Here’s how Boundary describes itself on its website:

We are a Cooperative Brewery in Belfast owned and run by our members. Opening our doors in 2014, we are the first brewery in NI to bring together modern US styles with the more traditional Belgian/French style beers.

What this seems to mean in practice is some variation on crowdfunding whereby investors of various sizes invest in and co-own the company, in exchange for beer and parties, with the promise of interest and dividends “when it is appropriate”.

We bought our selection of their beer via Beer Ritz online and tackled them in ascending order of alcoholic strength (up the ladder) as is our usual approach.

Four beers from Boundary in their glasses.

First came the American Pale Ale at 3.5% ABV and £2.53 per 330ml bottle. Unfortunately, this was what we’d call an outright dud. There was a dab of acid, the spectre of some malt flavour, and then a long trudge through papery, saliva-like, watery nothingness. At the end we thought we detected a faint chilli-like burn that we’re fairly certain wasn’t supposed to be there. We wished for it to be more bitter, more fruity, boozier, or even sweeter — just more something.

Next came G.O.A.T. which is billed as a New England IPA at 4.8% and £2.77 per 330ml. This one, at least, had a pleasing aroma — that have-an-Outspan, electric air-freshener zap you get from Cloudwater or BrewDog takes on this style. It looked like a textbook NEIPA, too, which is to say distinctly overcast, and lurking somewhere between grey and green. The flavour was a let down, though, reminding us distinctly of the time we tried to make a German-style wheat beer with dried ale yeast. The word we kept using was dirty. We struggled to finish this one and, indeed, didn’t.

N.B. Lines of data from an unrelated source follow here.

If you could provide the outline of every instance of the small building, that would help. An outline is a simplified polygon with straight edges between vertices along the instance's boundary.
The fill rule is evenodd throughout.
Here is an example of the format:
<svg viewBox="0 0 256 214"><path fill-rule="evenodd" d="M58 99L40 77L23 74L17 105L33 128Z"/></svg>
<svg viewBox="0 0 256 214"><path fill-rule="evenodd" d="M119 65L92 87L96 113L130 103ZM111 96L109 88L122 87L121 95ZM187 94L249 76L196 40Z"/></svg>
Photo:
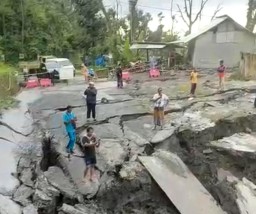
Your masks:
<svg viewBox="0 0 256 214"><path fill-rule="evenodd" d="M255 52L255 34L229 16L215 18L208 26L173 43L188 48L188 60L197 68L216 68L223 59L228 67L239 66L241 52Z"/></svg>

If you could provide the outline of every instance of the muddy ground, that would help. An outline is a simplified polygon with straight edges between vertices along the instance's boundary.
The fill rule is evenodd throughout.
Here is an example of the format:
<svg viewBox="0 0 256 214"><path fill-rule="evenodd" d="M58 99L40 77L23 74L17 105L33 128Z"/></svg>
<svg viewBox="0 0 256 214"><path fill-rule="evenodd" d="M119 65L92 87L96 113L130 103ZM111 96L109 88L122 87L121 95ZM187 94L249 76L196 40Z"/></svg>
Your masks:
<svg viewBox="0 0 256 214"><path fill-rule="evenodd" d="M34 138L42 142L42 152L18 162L21 185L11 198L20 212L179 214L138 160L140 155L166 150L183 160L224 211L243 213L243 206L238 203L243 192L239 192L238 184L245 178L256 183L256 148L224 148L221 140L227 139L233 146L235 142L254 141L256 82L227 81L225 91L218 93L216 75L201 73L197 97L189 101L188 79L186 72L164 75L158 80L138 74L122 90L116 89L114 82L96 82L98 122L94 124L86 122L81 96L86 86L82 80L40 89L41 98L31 103L29 110L36 127ZM170 105L164 130L152 131L150 98L158 87L169 96ZM101 103L102 98L109 102ZM81 182L85 167L81 157L66 157L67 136L61 110L67 105L75 106L78 135L91 125L102 139L97 152L96 183ZM79 145L76 152L81 153ZM250 199L253 204L254 198ZM247 209L245 202L243 205Z"/></svg>

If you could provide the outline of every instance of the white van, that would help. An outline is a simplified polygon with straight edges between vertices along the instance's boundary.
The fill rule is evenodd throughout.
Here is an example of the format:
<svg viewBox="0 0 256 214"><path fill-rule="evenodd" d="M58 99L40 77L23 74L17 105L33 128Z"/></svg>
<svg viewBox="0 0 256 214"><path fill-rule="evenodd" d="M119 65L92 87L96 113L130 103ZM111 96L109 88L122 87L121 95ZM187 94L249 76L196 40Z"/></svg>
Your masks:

The bigger NEIPA in the set, Forever Ago, has an ABV of 6% and cost £3.13 for 330ml. This had less aroma than G.O.A.T. and was also less hazy. It had a really rough foretaste — it actually made us say, “Ugh!” — with some off-putting sourness, too. There was some apricot or mango in there but, again, not enough to drown out the bum notes or sell the beer. Perhaps this might have been better if we’d drunk it the week it was bottled but it had a best before date of August 2018 so surely shouldn’t have tasted so completely exhausted.

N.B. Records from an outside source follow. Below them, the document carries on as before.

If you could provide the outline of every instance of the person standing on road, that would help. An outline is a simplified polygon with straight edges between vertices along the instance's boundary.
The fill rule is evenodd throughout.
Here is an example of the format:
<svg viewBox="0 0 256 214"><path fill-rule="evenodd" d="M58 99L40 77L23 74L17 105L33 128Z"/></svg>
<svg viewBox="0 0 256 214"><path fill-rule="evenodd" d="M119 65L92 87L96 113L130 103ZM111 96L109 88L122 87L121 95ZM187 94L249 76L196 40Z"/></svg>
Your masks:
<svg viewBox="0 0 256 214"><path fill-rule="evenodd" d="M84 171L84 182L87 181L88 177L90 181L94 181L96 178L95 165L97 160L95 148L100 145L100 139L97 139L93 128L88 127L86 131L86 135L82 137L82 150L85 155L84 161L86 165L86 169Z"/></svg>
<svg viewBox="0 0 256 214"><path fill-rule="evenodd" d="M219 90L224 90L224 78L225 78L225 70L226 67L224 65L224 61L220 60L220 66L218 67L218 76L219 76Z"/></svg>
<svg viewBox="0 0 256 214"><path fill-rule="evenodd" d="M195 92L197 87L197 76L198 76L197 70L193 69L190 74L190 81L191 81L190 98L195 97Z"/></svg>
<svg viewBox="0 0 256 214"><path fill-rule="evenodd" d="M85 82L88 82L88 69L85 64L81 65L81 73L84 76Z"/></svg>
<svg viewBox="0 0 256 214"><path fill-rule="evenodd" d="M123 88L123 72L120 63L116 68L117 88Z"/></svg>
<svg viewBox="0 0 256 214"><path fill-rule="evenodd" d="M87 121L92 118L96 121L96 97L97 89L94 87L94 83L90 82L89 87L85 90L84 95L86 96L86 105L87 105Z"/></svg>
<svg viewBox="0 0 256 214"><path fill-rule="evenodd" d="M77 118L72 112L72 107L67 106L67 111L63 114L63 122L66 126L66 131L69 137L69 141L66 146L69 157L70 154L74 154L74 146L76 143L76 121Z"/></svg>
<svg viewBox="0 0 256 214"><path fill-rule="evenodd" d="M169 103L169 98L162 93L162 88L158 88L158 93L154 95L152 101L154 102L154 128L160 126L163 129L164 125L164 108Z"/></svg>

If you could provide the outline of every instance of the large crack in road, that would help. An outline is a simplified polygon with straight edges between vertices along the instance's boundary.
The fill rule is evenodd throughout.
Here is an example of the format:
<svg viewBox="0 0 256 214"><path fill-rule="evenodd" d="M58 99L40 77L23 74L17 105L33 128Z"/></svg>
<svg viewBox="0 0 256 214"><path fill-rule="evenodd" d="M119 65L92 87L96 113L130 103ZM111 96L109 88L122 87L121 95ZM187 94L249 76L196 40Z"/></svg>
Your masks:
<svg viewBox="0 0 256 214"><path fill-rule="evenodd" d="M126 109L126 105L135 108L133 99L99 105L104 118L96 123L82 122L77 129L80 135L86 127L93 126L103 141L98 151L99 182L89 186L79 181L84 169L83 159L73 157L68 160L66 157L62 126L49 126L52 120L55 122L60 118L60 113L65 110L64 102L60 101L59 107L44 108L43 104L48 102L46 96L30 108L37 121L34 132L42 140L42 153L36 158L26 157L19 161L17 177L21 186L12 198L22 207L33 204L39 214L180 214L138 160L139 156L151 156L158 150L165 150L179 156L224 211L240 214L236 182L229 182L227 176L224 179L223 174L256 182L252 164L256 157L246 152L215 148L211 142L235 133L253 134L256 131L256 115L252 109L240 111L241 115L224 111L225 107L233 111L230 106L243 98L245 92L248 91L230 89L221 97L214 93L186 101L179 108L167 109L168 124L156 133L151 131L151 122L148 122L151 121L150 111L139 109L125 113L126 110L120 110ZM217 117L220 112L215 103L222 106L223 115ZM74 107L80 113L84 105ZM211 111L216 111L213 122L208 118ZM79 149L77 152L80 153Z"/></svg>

Finally, Export Stout at 7% cost £3.43 per 330ml and — thank goodness as we are beginning to feel mean — was very decent. A hint of acidity here works to underline a sour cherry character, which in turn harmonises with a dusty, musty dark chocolate truffle character. We might have preferred more body and sweetness but, without them, it pulls of the trick of seeming vaguely Belgian. Was there even, perhaps, a hint of Brettanomyces in action? We would generally expect a bit more from a beer at this strength and price but we enjoyed it and would certainly try other dark beers from Boundary.